Dûmetülcendel bölgesinden geçen Medine’ye ait kervanların yollarının kesilmesi üzerine Hz. Peygamber, ordu ile beraber o bölgeye gitmek için yola çıkmış fakat bunun bir oyun olabileceği endişesiyle o bölgeye varmadan geri dönmüştür. Bir araya gelen düşman birliklerinin gizli bir planı olarak düşünülen Dûmetülcendel’in amacı; Hz. Peygamber ve ordusunu Medine’nin dışına çekip onlara saldırmak, aynı zamanda Medine’de korunmasız kalan insanları da yok etmekti. Böylece hem Hz. Peygamber’i hem de Müslümanları güçlerini yarıya indirerek savunmasız ve baskınla öldürebileceklerdi.

Savaşın Hazırlıkları

Bu durum karşısında Medine’ye dönen Hz. Peygamber, düşmanın sayıca fazlalığı da göz önünde bulundurularak sahâbîlerle yapmış oldukları istişareler sonucunda Medine’de kalıp şehrin etrafına hendekler kazmaya karar vermişlerdir. Kazılan hendekler bir adam boyunda olup düşmanın en iyi atlarının geçemeyeceği genişlikteydi.

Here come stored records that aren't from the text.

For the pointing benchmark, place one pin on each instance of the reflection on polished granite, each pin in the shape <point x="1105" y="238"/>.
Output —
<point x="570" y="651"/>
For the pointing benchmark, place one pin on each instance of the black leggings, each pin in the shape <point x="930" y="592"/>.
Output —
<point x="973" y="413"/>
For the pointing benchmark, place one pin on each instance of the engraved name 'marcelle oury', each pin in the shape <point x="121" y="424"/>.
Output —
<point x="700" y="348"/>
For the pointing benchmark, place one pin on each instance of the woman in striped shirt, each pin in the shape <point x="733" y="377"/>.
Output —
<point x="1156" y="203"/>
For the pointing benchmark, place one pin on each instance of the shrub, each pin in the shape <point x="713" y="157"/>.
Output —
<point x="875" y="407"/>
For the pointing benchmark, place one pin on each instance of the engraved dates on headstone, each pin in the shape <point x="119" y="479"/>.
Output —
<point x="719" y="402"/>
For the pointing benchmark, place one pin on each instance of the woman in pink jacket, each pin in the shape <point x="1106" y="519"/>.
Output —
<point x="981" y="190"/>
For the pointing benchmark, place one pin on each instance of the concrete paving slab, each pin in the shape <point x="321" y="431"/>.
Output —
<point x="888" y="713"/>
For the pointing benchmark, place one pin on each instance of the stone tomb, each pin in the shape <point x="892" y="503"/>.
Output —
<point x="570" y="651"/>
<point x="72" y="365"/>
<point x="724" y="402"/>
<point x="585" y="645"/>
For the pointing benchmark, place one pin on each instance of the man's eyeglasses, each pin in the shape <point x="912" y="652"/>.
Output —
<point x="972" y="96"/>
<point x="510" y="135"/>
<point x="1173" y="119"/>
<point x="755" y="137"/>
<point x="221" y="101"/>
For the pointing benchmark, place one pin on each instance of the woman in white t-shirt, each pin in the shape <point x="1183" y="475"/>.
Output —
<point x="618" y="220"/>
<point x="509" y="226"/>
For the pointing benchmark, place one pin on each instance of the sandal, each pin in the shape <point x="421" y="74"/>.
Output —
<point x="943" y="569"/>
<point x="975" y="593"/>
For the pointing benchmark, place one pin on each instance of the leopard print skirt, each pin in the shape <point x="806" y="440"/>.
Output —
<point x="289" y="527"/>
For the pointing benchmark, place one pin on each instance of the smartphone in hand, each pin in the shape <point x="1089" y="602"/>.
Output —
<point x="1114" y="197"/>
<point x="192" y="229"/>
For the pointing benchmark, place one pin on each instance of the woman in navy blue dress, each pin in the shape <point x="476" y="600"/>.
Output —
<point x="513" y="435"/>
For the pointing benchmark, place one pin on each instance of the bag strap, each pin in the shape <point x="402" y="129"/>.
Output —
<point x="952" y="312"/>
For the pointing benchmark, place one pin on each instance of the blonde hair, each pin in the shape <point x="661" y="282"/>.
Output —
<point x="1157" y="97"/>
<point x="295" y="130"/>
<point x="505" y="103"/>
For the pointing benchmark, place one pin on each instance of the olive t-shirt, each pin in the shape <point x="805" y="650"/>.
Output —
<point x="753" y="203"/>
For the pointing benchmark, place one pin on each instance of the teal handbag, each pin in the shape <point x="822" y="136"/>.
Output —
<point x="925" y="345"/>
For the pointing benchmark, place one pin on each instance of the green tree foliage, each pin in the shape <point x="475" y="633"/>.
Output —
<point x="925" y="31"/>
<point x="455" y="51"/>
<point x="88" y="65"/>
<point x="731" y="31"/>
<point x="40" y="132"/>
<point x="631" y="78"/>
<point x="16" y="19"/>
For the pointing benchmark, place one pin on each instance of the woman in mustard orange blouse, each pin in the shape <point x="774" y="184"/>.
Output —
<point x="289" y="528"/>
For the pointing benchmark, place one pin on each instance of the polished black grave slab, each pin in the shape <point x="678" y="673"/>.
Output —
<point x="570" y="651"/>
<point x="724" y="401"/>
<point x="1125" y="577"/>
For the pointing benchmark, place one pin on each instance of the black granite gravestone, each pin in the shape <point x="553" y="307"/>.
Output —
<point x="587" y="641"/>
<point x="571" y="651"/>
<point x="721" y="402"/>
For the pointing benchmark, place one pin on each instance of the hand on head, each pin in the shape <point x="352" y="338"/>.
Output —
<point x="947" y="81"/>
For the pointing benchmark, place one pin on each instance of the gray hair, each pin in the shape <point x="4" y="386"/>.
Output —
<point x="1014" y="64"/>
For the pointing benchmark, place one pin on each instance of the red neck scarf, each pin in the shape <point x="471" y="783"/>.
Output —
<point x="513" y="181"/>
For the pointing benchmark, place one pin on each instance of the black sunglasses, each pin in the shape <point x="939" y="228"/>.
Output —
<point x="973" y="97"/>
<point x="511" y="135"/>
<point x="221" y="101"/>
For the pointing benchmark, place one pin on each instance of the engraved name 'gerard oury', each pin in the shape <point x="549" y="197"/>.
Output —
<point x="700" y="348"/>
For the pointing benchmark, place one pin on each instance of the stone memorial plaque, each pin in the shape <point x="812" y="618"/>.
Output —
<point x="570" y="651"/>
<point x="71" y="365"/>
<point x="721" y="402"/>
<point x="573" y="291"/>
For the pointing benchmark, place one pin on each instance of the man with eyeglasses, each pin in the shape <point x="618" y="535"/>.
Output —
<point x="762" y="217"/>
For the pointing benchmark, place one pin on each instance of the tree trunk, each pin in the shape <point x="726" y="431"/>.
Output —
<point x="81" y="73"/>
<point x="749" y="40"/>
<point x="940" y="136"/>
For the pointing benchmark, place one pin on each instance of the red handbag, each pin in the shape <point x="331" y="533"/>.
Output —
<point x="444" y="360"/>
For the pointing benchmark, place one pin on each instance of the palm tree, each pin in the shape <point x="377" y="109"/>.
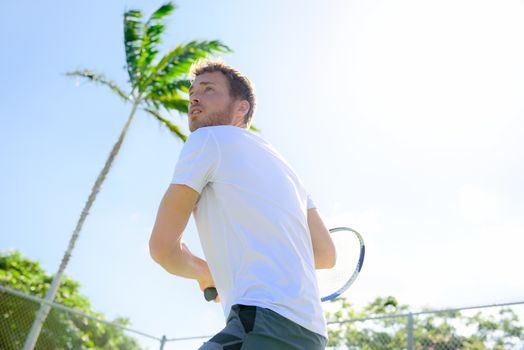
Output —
<point x="156" y="86"/>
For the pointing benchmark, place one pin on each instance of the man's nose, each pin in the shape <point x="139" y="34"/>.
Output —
<point x="194" y="100"/>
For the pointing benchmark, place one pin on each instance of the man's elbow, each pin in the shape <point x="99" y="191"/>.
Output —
<point x="158" y="250"/>
<point x="327" y="260"/>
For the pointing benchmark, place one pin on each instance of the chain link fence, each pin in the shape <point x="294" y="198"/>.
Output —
<point x="497" y="327"/>
<point x="494" y="327"/>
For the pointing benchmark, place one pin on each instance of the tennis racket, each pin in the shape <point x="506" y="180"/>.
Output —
<point x="350" y="258"/>
<point x="335" y="281"/>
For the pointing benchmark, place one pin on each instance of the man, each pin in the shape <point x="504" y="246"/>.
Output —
<point x="260" y="232"/>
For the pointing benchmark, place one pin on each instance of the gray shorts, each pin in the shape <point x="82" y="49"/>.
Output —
<point x="256" y="328"/>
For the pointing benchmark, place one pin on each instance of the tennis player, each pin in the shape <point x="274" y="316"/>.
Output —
<point x="260" y="232"/>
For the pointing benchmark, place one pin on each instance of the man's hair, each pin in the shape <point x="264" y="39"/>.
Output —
<point x="240" y="87"/>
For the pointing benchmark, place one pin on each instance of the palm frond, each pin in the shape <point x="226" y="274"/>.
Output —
<point x="168" y="95"/>
<point x="171" y="101"/>
<point x="133" y="35"/>
<point x="172" y="127"/>
<point x="100" y="79"/>
<point x="177" y="62"/>
<point x="152" y="32"/>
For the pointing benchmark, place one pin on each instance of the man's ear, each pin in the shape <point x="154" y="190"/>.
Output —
<point x="243" y="107"/>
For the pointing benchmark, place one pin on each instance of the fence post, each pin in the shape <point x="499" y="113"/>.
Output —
<point x="410" y="331"/>
<point x="162" y="342"/>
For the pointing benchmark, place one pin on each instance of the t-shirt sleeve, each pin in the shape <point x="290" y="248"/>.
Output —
<point x="197" y="162"/>
<point x="310" y="203"/>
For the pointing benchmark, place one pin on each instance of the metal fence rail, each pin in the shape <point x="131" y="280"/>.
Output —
<point x="449" y="329"/>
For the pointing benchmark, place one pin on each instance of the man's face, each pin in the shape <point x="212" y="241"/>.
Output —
<point x="209" y="101"/>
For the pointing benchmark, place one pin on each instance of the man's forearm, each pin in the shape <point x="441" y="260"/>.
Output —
<point x="178" y="260"/>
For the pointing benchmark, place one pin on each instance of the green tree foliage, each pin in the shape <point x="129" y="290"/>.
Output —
<point x="62" y="330"/>
<point x="495" y="330"/>
<point x="156" y="85"/>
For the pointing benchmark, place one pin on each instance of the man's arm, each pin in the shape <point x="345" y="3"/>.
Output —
<point x="166" y="246"/>
<point x="323" y="247"/>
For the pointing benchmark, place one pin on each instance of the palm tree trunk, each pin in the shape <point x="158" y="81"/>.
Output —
<point x="45" y="307"/>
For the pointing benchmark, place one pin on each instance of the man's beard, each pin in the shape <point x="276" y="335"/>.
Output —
<point x="222" y="117"/>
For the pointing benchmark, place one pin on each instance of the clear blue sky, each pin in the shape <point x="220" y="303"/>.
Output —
<point x="404" y="118"/>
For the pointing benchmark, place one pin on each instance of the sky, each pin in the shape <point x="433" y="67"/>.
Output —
<point x="404" y="118"/>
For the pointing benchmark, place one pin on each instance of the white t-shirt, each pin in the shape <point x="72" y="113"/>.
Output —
<point x="251" y="217"/>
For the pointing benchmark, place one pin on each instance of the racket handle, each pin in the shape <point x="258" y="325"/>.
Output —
<point x="210" y="293"/>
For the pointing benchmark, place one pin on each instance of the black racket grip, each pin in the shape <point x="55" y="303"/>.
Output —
<point x="210" y="293"/>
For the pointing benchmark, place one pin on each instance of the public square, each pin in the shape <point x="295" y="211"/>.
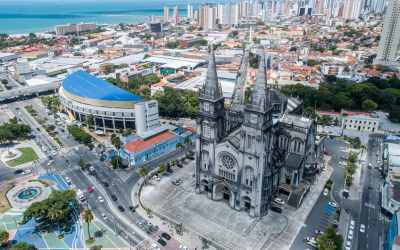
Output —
<point x="215" y="221"/>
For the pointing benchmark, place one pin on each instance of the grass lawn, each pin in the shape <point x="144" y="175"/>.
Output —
<point x="4" y="204"/>
<point x="28" y="155"/>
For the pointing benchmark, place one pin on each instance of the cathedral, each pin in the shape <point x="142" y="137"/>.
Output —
<point x="248" y="151"/>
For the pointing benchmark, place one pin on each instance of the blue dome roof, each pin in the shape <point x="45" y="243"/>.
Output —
<point x="83" y="84"/>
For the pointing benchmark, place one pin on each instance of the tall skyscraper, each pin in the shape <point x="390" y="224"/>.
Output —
<point x="388" y="51"/>
<point x="352" y="9"/>
<point x="175" y="15"/>
<point x="166" y="14"/>
<point x="190" y="11"/>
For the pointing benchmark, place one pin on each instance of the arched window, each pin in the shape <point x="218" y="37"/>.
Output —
<point x="205" y="159"/>
<point x="248" y="176"/>
<point x="282" y="142"/>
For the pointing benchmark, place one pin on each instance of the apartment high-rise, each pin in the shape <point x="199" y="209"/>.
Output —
<point x="190" y="11"/>
<point x="388" y="51"/>
<point x="352" y="9"/>
<point x="175" y="15"/>
<point x="166" y="14"/>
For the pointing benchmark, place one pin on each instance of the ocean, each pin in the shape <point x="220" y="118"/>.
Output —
<point x="24" y="16"/>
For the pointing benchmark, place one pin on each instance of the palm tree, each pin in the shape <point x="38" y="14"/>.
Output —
<point x="116" y="142"/>
<point x="4" y="235"/>
<point x="88" y="217"/>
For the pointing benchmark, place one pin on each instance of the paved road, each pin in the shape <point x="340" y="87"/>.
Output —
<point x="370" y="215"/>
<point x="322" y="215"/>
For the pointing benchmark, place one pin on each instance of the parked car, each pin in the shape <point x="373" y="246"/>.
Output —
<point x="18" y="171"/>
<point x="333" y="204"/>
<point x="166" y="236"/>
<point x="68" y="180"/>
<point x="162" y="242"/>
<point x="362" y="228"/>
<point x="279" y="201"/>
<point x="276" y="209"/>
<point x="350" y="234"/>
<point x="90" y="189"/>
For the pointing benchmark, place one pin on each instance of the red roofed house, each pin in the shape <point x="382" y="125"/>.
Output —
<point x="138" y="150"/>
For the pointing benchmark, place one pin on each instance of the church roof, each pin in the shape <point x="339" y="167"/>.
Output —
<point x="260" y="95"/>
<point x="211" y="88"/>
<point x="294" y="161"/>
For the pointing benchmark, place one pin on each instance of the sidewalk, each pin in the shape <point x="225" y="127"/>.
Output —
<point x="355" y="189"/>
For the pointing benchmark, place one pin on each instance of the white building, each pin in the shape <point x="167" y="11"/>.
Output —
<point x="352" y="9"/>
<point x="166" y="14"/>
<point x="390" y="37"/>
<point x="74" y="28"/>
<point x="359" y="121"/>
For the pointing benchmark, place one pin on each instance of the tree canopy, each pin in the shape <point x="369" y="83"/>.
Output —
<point x="373" y="94"/>
<point x="23" y="246"/>
<point x="57" y="211"/>
<point x="330" y="240"/>
<point x="12" y="130"/>
<point x="177" y="103"/>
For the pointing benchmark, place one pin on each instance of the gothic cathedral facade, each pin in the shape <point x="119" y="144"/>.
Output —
<point x="245" y="151"/>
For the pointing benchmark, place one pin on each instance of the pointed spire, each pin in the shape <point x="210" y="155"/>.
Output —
<point x="238" y="92"/>
<point x="211" y="89"/>
<point x="260" y="96"/>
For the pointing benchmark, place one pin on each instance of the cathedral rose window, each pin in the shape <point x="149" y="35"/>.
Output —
<point x="227" y="161"/>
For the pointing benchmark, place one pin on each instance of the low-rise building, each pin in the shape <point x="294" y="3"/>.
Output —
<point x="360" y="121"/>
<point x="139" y="150"/>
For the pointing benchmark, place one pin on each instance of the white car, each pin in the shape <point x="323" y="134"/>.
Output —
<point x="352" y="224"/>
<point x="279" y="201"/>
<point x="333" y="204"/>
<point x="350" y="234"/>
<point x="311" y="241"/>
<point x="362" y="228"/>
<point x="28" y="171"/>
<point x="68" y="180"/>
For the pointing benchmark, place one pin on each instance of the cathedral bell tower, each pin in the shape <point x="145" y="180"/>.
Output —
<point x="210" y="124"/>
<point x="258" y="112"/>
<point x="211" y="105"/>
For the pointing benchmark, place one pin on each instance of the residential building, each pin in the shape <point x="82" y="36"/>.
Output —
<point x="360" y="121"/>
<point x="388" y="51"/>
<point x="74" y="28"/>
<point x="244" y="156"/>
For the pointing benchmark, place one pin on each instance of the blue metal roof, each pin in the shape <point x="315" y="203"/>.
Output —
<point x="83" y="84"/>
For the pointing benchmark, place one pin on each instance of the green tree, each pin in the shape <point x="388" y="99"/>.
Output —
<point x="55" y="212"/>
<point x="4" y="236"/>
<point x="23" y="246"/>
<point x="88" y="218"/>
<point x="330" y="240"/>
<point x="162" y="168"/>
<point x="142" y="172"/>
<point x="96" y="247"/>
<point x="369" y="105"/>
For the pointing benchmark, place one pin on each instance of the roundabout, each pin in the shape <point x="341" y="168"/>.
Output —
<point x="23" y="195"/>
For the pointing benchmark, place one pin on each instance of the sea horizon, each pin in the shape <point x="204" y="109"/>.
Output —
<point x="27" y="16"/>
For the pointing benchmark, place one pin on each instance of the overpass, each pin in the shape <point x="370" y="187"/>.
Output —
<point x="28" y="92"/>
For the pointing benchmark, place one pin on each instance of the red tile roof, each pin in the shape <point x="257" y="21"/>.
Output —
<point x="140" y="145"/>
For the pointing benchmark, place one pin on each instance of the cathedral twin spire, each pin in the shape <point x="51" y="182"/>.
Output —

Müslümanlar gün boyu hendek kazıyor, gece ise evlerine çekiliyorlardı. Hz. Peygamber alçak bir tepenin üzerinde bir çadır kurmuş ve oradan bizzat hazırlıklara katılıp savunma planı yapmıştır.

Başarısız olan Dûmetülcendel girişiminden sonra düşman ordusu on iki bin kişi ile Medine yakınlarına kadar gelmiş ve karargâhını kurmuştu. Müslümanların sayısı ise üç bin kişi kadardı. Müşrikler ilk defa böyle bir savunmayla karşılaştıklarından dolayı şaşırmışlar ve nasıl savaşacaklarının kararsızlığını yaşamışlardır. Müslümanlar hendekleri koruma ve izlemek için nöbetleşe görev alıyorlardı. Mekkeli müşrikler ile Müslümanlar arasında çarpışmanın olmadığı Hendek Savaşı’nda ok atma ve cesur bazı kimselerin hendeği geçmeye çalışması başarısızlıkla sonuçlanmıştır. Bu sürecin on beş gün, ya da bir ay sürdüğüne dair rivayetler vardır. Kısa süreceğini düşünerek çıktıkları savaşın uzun sürmesi Mekkeli müşrikleri zor durumda bırakmış hem kendi yiyeceklerini hem de develerinin yiyeceklerini tüketmişti. Takviye olarak yiyecek gönderilse de etkili olan rüzgâr sebebiyle çekilmek zorunda kalmışlardır.

Atılan oklarla Sa‘d b. Muâz, Enes b. Evs, Abdullah b. Sehl, Tufeyl b. Nu‘mân, Sa‘lebe b. Ganeme ve Kâ‘b b. Zeyd olmak üzere altı Müslüman şehid olmuş, sekiz düşman askeri ise öldürülmüştür.